Im väterlichen Haus beginnt Margaretha 1819 im Alter von 25 Jahren, eigene Gebetsstunden abzuhalten. Bald ist sie als Frau bekannt, die den «Geist Gottes» besitze. Laut Meyer kommen «Bauern zu Fuss, aber auch Herrn zu Pferde und Damen in eleganten Wagen» zu ihr. Sie hätten sich nicht geschämt, der Prophetin zuzuhören.

Auf dem leeren Platz stehen heute Anhänger, und es wird Baumaterial gelagert.

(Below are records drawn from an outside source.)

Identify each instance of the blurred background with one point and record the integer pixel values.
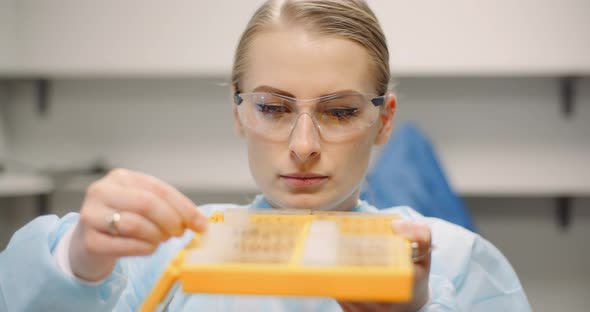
(501, 88)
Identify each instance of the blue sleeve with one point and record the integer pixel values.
(469, 274)
(30, 279)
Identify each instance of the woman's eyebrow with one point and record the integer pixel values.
(270, 89)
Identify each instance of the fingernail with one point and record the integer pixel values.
(201, 223)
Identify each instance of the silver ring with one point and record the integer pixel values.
(113, 222)
(415, 256)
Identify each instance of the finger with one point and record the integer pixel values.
(130, 224)
(141, 202)
(115, 246)
(417, 233)
(189, 212)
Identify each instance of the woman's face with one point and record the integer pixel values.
(307, 66)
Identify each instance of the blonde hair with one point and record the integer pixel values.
(347, 19)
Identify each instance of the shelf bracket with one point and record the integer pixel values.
(567, 94)
(563, 211)
(43, 89)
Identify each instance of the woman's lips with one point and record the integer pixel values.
(303, 179)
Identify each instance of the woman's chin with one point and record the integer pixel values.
(304, 201)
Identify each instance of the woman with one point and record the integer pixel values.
(311, 98)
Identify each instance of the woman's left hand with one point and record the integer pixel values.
(415, 232)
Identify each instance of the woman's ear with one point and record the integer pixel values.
(386, 117)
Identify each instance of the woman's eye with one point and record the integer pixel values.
(342, 113)
(272, 108)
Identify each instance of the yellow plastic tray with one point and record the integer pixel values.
(390, 281)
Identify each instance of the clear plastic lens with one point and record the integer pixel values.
(337, 117)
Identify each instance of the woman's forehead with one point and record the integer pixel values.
(306, 65)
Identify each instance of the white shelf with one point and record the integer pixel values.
(13, 184)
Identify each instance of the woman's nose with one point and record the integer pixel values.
(304, 141)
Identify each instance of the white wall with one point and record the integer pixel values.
(7, 35)
(183, 37)
(3, 103)
(504, 136)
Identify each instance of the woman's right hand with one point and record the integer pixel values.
(150, 210)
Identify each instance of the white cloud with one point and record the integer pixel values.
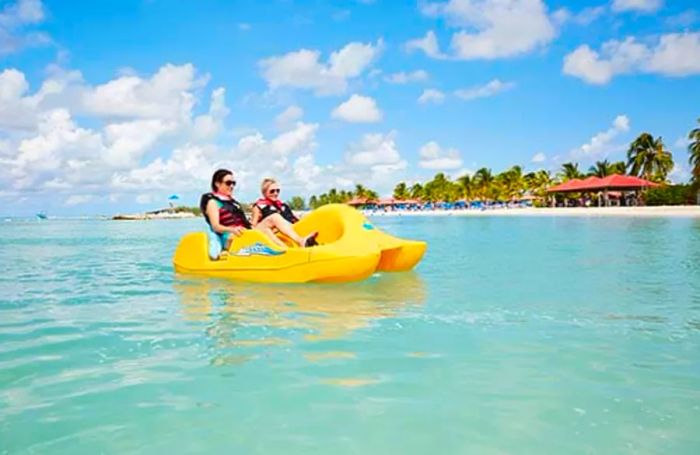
(432, 156)
(602, 144)
(376, 151)
(358, 109)
(47, 149)
(490, 29)
(431, 95)
(682, 143)
(207, 126)
(166, 95)
(584, 17)
(126, 142)
(303, 69)
(491, 88)
(428, 44)
(404, 78)
(539, 158)
(675, 54)
(78, 199)
(15, 22)
(289, 117)
(643, 6)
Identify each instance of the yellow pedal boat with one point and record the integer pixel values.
(350, 249)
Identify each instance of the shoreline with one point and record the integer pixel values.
(683, 211)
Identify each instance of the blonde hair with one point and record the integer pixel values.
(266, 184)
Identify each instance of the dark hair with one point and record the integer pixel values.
(219, 177)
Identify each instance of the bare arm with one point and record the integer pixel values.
(256, 217)
(213, 215)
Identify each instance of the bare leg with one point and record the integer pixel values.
(285, 227)
(267, 230)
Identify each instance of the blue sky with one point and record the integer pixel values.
(112, 106)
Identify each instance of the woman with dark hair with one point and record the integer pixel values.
(227, 219)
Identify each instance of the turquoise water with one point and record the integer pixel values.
(514, 335)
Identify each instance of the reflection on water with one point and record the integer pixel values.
(248, 315)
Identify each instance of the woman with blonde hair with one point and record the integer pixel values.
(228, 220)
(271, 206)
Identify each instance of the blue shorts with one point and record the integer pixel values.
(217, 242)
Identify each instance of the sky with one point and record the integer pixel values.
(113, 106)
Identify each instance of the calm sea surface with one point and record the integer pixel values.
(514, 335)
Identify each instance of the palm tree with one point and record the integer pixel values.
(601, 169)
(401, 191)
(570, 171)
(619, 167)
(483, 179)
(466, 186)
(416, 191)
(360, 191)
(539, 182)
(648, 158)
(512, 182)
(694, 159)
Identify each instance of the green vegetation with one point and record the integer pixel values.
(670, 195)
(694, 158)
(647, 157)
(184, 209)
(297, 203)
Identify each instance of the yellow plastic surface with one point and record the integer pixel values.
(350, 249)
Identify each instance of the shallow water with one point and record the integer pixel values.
(514, 335)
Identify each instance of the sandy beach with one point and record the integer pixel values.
(687, 211)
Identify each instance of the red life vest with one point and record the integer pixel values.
(230, 211)
(268, 207)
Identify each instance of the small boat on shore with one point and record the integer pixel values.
(350, 249)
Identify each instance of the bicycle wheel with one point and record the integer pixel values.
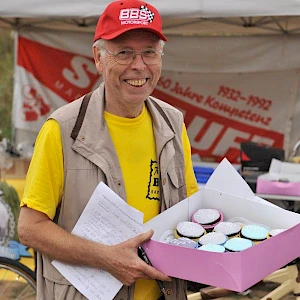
(16, 280)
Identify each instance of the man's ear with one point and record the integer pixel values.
(97, 59)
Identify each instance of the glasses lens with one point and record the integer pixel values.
(149, 56)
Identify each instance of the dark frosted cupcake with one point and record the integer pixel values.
(255, 232)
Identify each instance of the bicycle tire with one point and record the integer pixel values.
(17, 281)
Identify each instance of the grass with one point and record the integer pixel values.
(6, 82)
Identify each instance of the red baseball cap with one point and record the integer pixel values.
(125, 15)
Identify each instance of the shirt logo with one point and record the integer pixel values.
(141, 15)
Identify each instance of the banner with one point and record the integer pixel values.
(221, 108)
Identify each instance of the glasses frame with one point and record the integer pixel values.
(134, 54)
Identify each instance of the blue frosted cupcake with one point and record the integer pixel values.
(237, 244)
(215, 238)
(212, 248)
(184, 242)
(255, 232)
(189, 230)
(274, 232)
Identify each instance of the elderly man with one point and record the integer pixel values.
(117, 134)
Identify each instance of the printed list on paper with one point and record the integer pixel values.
(109, 220)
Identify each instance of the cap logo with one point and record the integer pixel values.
(130, 16)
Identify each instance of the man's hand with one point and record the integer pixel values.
(123, 262)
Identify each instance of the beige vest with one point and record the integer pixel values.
(91, 158)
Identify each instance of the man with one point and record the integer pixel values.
(134, 143)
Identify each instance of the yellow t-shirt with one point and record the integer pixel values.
(135, 146)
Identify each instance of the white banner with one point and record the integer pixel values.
(223, 103)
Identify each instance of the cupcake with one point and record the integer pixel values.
(274, 232)
(207, 217)
(255, 232)
(215, 238)
(189, 230)
(237, 244)
(167, 236)
(212, 248)
(184, 242)
(228, 228)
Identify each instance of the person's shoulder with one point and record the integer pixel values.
(166, 106)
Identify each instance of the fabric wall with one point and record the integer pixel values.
(230, 89)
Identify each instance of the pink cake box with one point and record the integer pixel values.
(283, 178)
(234, 271)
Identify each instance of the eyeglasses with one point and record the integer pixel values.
(127, 56)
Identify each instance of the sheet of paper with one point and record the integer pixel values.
(109, 220)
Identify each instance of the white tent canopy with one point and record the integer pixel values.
(232, 67)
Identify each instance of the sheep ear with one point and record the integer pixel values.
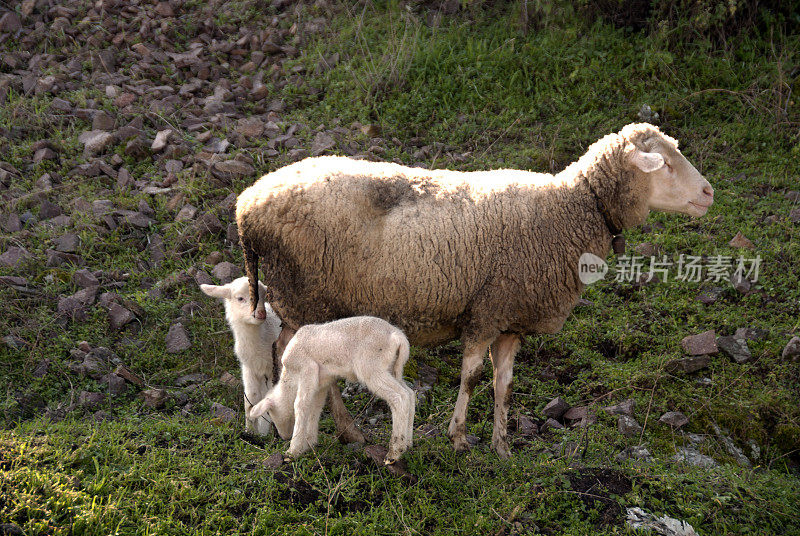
(262, 407)
(647, 162)
(216, 291)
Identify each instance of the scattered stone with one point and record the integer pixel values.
(116, 384)
(692, 456)
(636, 452)
(88, 399)
(322, 142)
(792, 350)
(740, 283)
(741, 241)
(129, 376)
(377, 454)
(155, 398)
(67, 243)
(224, 413)
(735, 348)
(753, 334)
(526, 426)
(232, 169)
(14, 257)
(700, 344)
(118, 316)
(675, 419)
(623, 408)
(273, 461)
(229, 379)
(555, 409)
(96, 141)
(628, 426)
(250, 127)
(41, 369)
(687, 365)
(193, 378)
(226, 272)
(83, 278)
(177, 340)
(162, 138)
(186, 213)
(552, 423)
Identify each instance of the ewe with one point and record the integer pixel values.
(364, 349)
(484, 257)
(253, 335)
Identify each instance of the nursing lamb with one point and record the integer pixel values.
(485, 257)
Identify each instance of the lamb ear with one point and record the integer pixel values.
(261, 408)
(647, 162)
(216, 291)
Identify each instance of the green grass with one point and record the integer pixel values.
(481, 94)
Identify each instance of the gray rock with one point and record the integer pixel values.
(96, 141)
(84, 278)
(628, 426)
(625, 407)
(555, 409)
(67, 243)
(636, 452)
(322, 142)
(792, 349)
(177, 340)
(103, 121)
(735, 348)
(119, 316)
(223, 413)
(675, 419)
(14, 257)
(116, 384)
(227, 272)
(88, 399)
(700, 344)
(193, 378)
(155, 398)
(687, 365)
(692, 456)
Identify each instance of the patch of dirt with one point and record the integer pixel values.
(596, 488)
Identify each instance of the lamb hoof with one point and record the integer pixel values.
(502, 449)
(352, 435)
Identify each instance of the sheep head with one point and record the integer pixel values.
(673, 182)
(236, 296)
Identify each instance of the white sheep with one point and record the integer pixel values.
(253, 336)
(485, 256)
(364, 349)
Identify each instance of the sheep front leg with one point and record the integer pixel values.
(474, 352)
(308, 403)
(347, 431)
(504, 348)
(400, 399)
(256, 386)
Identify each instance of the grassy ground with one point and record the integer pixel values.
(466, 91)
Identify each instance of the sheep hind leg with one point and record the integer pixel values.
(399, 398)
(346, 429)
(504, 348)
(471, 368)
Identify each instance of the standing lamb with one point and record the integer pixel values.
(484, 256)
(364, 349)
(253, 335)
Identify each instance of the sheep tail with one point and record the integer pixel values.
(402, 355)
(251, 268)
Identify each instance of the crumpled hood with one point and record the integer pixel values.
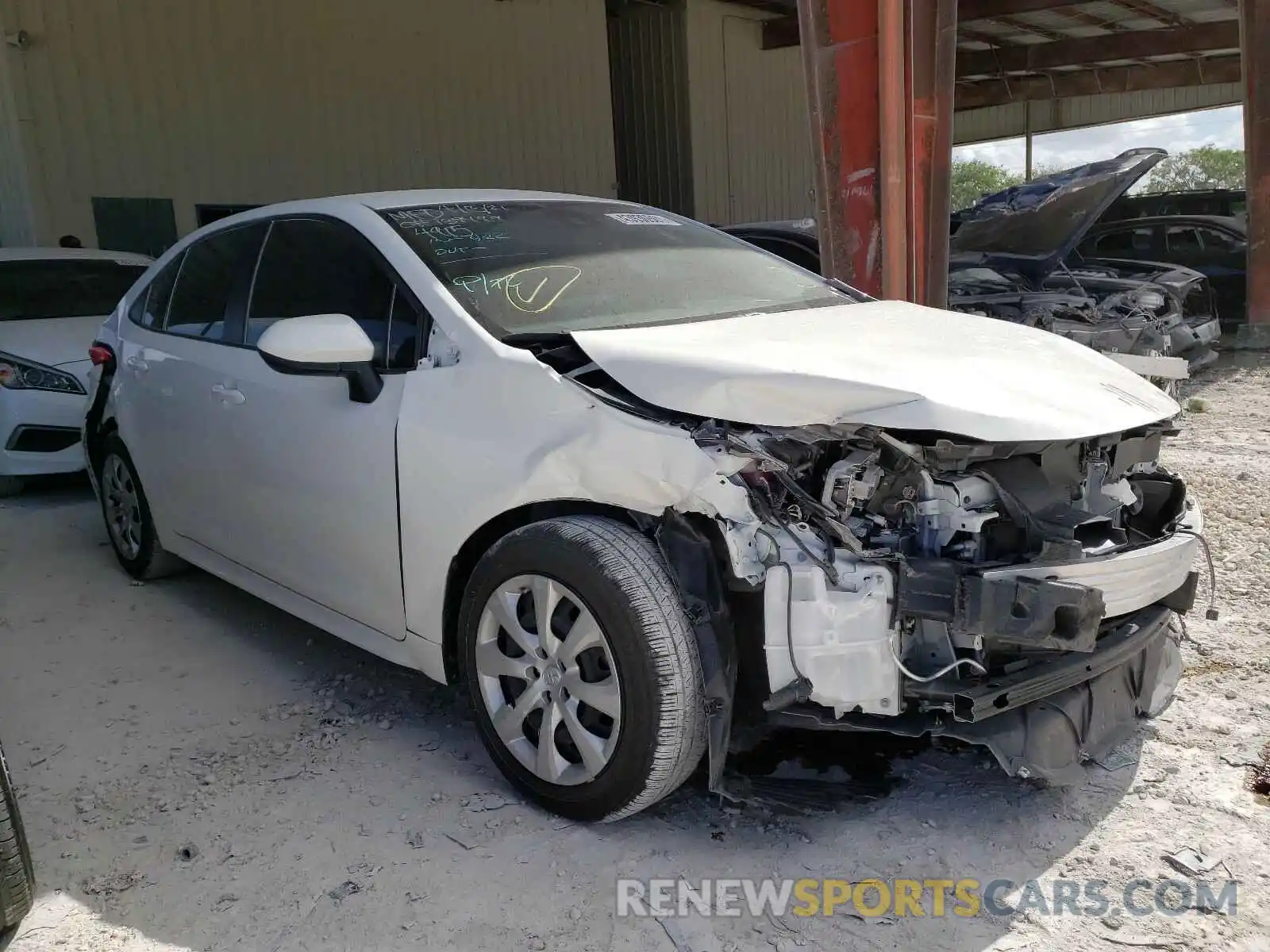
(52, 342)
(1033, 228)
(887, 363)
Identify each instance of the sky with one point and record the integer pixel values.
(1219, 127)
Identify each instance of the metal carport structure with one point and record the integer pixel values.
(884, 80)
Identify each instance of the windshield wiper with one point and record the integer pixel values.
(854, 294)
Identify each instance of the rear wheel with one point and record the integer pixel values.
(17, 875)
(129, 520)
(582, 668)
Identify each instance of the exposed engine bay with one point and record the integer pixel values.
(901, 569)
(1014, 255)
(1001, 588)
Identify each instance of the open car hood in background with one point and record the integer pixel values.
(1033, 228)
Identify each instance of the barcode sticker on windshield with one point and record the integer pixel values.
(641, 219)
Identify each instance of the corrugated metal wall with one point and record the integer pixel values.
(751, 139)
(649, 63)
(248, 102)
(17, 226)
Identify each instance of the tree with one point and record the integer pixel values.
(975, 178)
(1206, 167)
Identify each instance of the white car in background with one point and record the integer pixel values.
(52, 300)
(634, 482)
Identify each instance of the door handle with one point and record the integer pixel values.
(228, 395)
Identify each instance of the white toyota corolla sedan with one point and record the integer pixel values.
(52, 300)
(637, 482)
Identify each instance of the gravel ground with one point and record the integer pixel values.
(198, 771)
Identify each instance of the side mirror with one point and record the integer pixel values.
(324, 346)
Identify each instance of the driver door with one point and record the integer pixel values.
(313, 474)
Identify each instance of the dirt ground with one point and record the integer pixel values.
(200, 771)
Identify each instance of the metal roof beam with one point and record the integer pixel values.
(781, 6)
(1153, 12)
(1037, 57)
(780, 33)
(1110, 79)
(995, 10)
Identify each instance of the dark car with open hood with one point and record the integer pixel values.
(1011, 258)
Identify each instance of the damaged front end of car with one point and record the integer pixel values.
(1013, 258)
(1016, 596)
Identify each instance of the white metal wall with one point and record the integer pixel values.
(251, 102)
(16, 215)
(648, 63)
(751, 139)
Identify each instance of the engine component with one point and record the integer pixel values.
(842, 639)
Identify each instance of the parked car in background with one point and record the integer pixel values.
(52, 300)
(1216, 247)
(633, 480)
(1222, 202)
(17, 873)
(1011, 258)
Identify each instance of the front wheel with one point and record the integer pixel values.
(582, 668)
(129, 520)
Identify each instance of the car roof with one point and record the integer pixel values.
(1225, 221)
(803, 226)
(385, 201)
(71, 254)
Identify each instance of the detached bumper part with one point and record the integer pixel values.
(1034, 733)
(1039, 613)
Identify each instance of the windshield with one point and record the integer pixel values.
(42, 289)
(552, 267)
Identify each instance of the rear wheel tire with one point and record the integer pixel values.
(17, 873)
(573, 635)
(129, 520)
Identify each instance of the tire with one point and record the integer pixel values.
(645, 666)
(133, 535)
(17, 875)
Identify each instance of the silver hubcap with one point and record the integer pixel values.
(122, 507)
(548, 678)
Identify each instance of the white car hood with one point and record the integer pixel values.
(886, 363)
(54, 342)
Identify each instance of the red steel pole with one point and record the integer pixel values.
(895, 117)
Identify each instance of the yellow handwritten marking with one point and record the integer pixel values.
(518, 282)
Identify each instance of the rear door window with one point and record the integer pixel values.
(1183, 239)
(1123, 243)
(215, 272)
(1216, 240)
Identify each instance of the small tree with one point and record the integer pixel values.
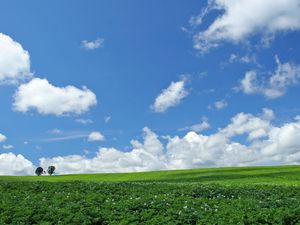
(39, 171)
(51, 170)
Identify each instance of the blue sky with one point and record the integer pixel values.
(79, 81)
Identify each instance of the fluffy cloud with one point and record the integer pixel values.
(242, 19)
(84, 121)
(144, 156)
(6, 147)
(220, 104)
(265, 144)
(90, 45)
(287, 74)
(95, 136)
(2, 138)
(170, 96)
(11, 164)
(14, 61)
(198, 127)
(42, 96)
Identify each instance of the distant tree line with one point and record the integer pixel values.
(40, 171)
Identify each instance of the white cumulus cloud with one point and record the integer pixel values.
(11, 164)
(14, 61)
(2, 137)
(6, 147)
(285, 75)
(265, 144)
(170, 96)
(220, 104)
(198, 127)
(40, 95)
(90, 45)
(95, 136)
(242, 19)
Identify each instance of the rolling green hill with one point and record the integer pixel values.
(277, 175)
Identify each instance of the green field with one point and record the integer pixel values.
(244, 195)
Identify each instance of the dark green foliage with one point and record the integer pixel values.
(51, 170)
(147, 203)
(39, 171)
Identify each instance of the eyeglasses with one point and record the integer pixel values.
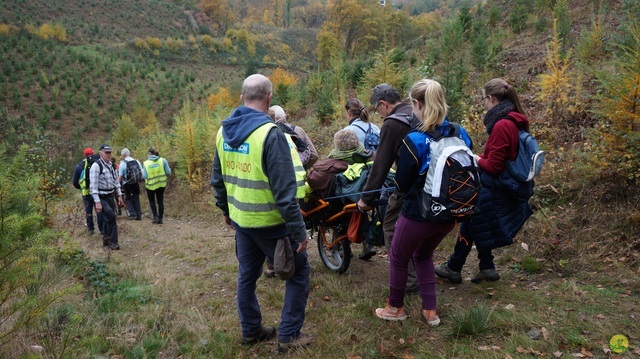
(378, 105)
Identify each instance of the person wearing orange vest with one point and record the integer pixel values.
(155, 171)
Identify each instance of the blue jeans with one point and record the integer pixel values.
(110, 237)
(462, 249)
(131, 192)
(89, 204)
(251, 251)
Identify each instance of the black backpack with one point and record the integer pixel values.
(371, 140)
(88, 162)
(133, 173)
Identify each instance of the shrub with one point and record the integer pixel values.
(472, 322)
(618, 136)
(154, 43)
(206, 40)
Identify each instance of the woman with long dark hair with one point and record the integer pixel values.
(500, 214)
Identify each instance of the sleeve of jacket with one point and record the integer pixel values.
(313, 157)
(278, 167)
(77, 171)
(390, 141)
(94, 179)
(219, 190)
(167, 169)
(408, 167)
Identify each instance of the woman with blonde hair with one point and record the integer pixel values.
(416, 237)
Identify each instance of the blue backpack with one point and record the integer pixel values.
(528, 162)
(371, 140)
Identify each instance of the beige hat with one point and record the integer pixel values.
(345, 140)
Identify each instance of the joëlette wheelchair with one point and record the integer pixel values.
(328, 218)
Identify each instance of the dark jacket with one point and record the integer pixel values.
(77, 172)
(392, 133)
(500, 213)
(276, 159)
(498, 217)
(502, 144)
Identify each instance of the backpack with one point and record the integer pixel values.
(528, 162)
(452, 183)
(371, 140)
(301, 146)
(88, 162)
(133, 173)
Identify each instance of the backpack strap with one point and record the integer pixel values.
(452, 130)
(362, 129)
(404, 118)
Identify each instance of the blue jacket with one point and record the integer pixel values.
(414, 157)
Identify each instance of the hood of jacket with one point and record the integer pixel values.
(519, 119)
(241, 123)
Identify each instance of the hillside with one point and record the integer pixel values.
(105, 68)
(81, 73)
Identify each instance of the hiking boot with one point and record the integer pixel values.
(431, 317)
(443, 271)
(269, 273)
(265, 333)
(489, 275)
(303, 341)
(391, 313)
(367, 252)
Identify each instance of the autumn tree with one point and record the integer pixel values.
(355, 24)
(555, 84)
(194, 131)
(283, 81)
(223, 99)
(619, 135)
(219, 13)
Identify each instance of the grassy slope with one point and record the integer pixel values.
(578, 281)
(78, 88)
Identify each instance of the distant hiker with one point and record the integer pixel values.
(281, 118)
(398, 119)
(261, 206)
(360, 123)
(130, 173)
(79, 173)
(155, 171)
(417, 235)
(104, 184)
(500, 214)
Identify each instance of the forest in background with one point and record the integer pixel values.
(165, 73)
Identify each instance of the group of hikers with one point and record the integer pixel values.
(108, 186)
(259, 170)
(263, 166)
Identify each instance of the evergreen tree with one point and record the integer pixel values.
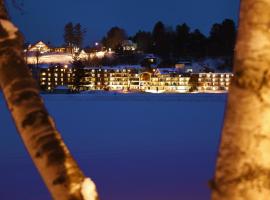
(114, 38)
(160, 41)
(222, 38)
(197, 44)
(144, 41)
(68, 34)
(78, 34)
(182, 40)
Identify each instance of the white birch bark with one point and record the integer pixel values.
(243, 164)
(53, 160)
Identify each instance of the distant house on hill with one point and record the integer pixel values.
(62, 89)
(39, 47)
(128, 45)
(42, 47)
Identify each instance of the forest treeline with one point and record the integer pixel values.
(166, 41)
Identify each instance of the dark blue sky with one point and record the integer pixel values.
(45, 19)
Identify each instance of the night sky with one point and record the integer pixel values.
(44, 20)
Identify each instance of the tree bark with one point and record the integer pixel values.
(53, 160)
(243, 164)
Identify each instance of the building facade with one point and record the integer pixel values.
(132, 78)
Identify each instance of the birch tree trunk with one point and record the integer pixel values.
(53, 160)
(243, 164)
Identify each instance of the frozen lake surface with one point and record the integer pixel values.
(135, 147)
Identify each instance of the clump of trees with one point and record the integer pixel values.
(181, 41)
(74, 35)
(114, 38)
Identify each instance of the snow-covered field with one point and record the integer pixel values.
(135, 147)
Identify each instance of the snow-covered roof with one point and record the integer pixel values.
(61, 87)
(166, 70)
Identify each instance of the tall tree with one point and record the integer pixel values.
(222, 38)
(114, 38)
(182, 40)
(197, 44)
(78, 34)
(242, 169)
(68, 34)
(36, 127)
(160, 41)
(144, 41)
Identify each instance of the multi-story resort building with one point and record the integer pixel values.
(131, 78)
(56, 75)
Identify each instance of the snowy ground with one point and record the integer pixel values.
(140, 147)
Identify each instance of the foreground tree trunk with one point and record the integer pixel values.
(58, 169)
(243, 165)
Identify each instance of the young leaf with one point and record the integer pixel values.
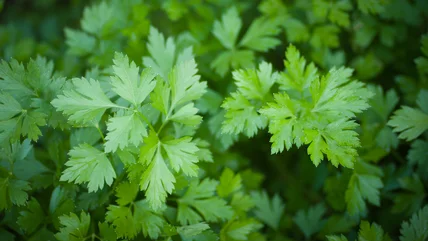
(73, 227)
(229, 183)
(239, 229)
(199, 203)
(372, 232)
(30, 219)
(311, 221)
(124, 130)
(182, 155)
(192, 230)
(126, 192)
(85, 102)
(184, 82)
(363, 185)
(241, 116)
(162, 53)
(157, 180)
(127, 81)
(88, 164)
(411, 122)
(416, 227)
(13, 191)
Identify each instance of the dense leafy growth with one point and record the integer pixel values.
(214, 120)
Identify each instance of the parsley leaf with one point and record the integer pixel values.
(229, 183)
(239, 229)
(85, 102)
(259, 37)
(411, 122)
(124, 130)
(13, 191)
(127, 81)
(199, 203)
(364, 185)
(416, 227)
(73, 227)
(311, 221)
(412, 197)
(31, 217)
(129, 222)
(88, 164)
(372, 232)
(241, 108)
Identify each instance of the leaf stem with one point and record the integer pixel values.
(101, 133)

Auf dem leeren Platz stehen heute Anhänger, und es wird Baumaterial gelagert.

Nach zwei Jahren verbieten die Behörden die Versammlungen im Haus der Familie Peter. Margaretha zieht nach Illnau. Dort hat sie eine Beziehung mit einem verheirateten Mann und bekommt ein Kind von ihm. Sie flüchtet zurück nach Wildensbuch und lebt fortan zurückgezogen in einer Kammer, gemeinsam mit ihrer Schwester Elisabeth. Immer tiefer versinkt sie in religiösen Visionen.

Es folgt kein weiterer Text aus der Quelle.